Contact tracing is among the most important interventions to mitigate the spread of any pandemic, usually in the form of manual contact tracing. Smartphone-facilitated digital contact tracing may help to increase tracing capabilities and extend the coverage to those contacts one does not know in person. Most implemented protocols use local Bluetooth Low Energy (BLE) communication to detect contagion-relevant proximity, together with cryptographic protections, as necessary to improve the privacy of the users of such a system. However, current decentralized protocols, including DP3T, do not sufficiently protect infected users from having their status revealed to their contacts, which raises fear of stigmatization. We alleviate this by proposing a new and practical solution with stronger privacy guarantees against active adversaries.
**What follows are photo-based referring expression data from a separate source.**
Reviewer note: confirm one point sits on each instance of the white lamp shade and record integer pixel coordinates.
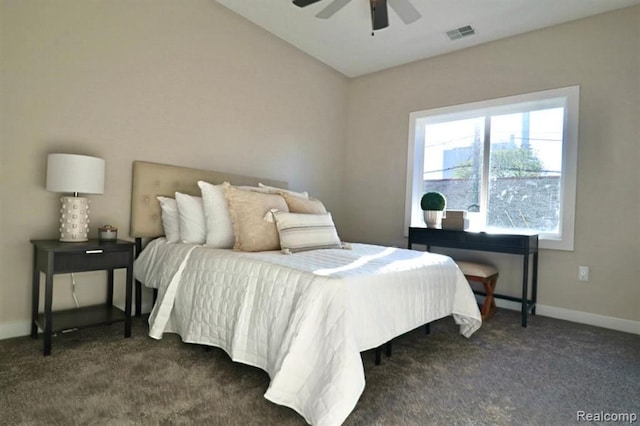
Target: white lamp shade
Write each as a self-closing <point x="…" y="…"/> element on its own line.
<point x="75" y="173"/>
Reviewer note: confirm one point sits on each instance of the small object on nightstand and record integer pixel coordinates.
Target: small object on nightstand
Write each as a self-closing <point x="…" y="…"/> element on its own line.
<point x="107" y="233"/>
It is based on the upload-what-you-observed paradigm, includes a separation of duties on the server side, and a mechanism to ensure that users cannot deduce which encounter caused a warning with high time resolution. Finally, we present a simulation-based security notion of digital contact tracing in the real–ideal setting, and prove the security of our protocol in this framework.

Note: Major rewrite with formal security model and proof, now extended to include the security modelling with passive server corruptions (see appendix). This is the full version of the ASIACRYPT paper; the main difference to the proceedings version is the added appendix.